Sometimes, when a conversation is ripe and moving along I ask, when you think of ‘Your People’, the people you identify with, who helped you to understand who you are and what life should be about: what did they look like? I don’t mean family. I meant the class of people your family identified with, how they carried themselves, the looks on their faces. Were they hard working blue collar, smart working professionals, starched military, counter culture artists, what? Not a cliche, beer & pizza question. From my recollection, my people have always been Los Pobres, the poor. It wasn’t tragic. Life was good but it was a struggle, every day: not my family in particular but all of us in general. I still identify with the poor.
If you are poor, someone is worse off and you should be thankful for what you have. That is the lesson my mother never stopped teaching. The message seems to have lost its way with Make America Great Again. There but for the Grace of God . . .” You never, ever want to accept charity but you are required to be its instrument. Help those who are in need. In Los Algodones there are wealthy Mexicans and there are those who struggle every day. I saw them yesterday and again today. I am touched and their struggle is mine as well. Joseph Campbell said, “We can’t heal the sorrows of the world but we can chose to live with joy.” I work at that; thank you Jospeh Campbell. Jesus is credited with telling us, “The poor will always be with us.” But neither Campbell or Jesus meant that you shouldn’t care or that you are worthy and someone else is not.

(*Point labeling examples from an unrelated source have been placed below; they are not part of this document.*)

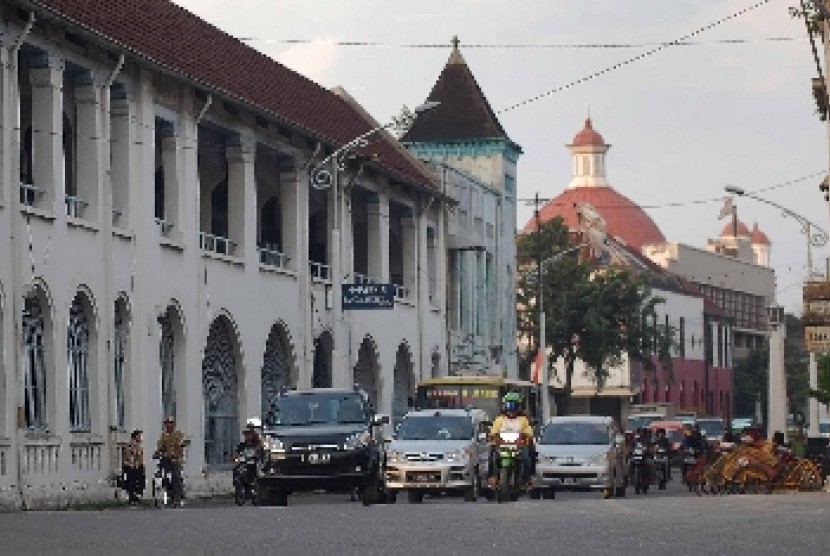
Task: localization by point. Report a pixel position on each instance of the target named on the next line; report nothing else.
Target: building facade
(169, 248)
(475, 163)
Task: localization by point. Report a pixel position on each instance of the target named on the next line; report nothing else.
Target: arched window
(77, 359)
(34, 369)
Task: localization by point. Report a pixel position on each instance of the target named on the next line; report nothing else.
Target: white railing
(364, 279)
(75, 206)
(216, 244)
(41, 459)
(401, 292)
(29, 194)
(165, 227)
(272, 257)
(85, 457)
(319, 271)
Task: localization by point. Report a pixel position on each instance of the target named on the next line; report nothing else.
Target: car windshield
(435, 427)
(318, 409)
(713, 427)
(575, 433)
(635, 422)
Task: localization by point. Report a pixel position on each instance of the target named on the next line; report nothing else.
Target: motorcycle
(639, 468)
(509, 462)
(165, 492)
(661, 461)
(244, 476)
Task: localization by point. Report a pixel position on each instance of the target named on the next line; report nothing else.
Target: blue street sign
(368, 296)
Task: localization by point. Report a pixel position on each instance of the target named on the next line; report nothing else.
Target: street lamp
(321, 177)
(816, 236)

In her song ‘Weight Of The World’ Beth Hart comes around with a hook in the chorus, “I want to come home, before the weight of the world turns my heart to stone.” I listen to it again and again and my heart hasn’t turned to stone yet either. I didn’t need to come to Mexico to feel the weight of the world. In every city and town along my way, the poor are there in plain sight, American Riffraff. As a culture, we prefer to not see them so we don’t. But I can’t help it, I see them; there but for the Grace of God. I live a charmed life but when I search my soul, they’re my people.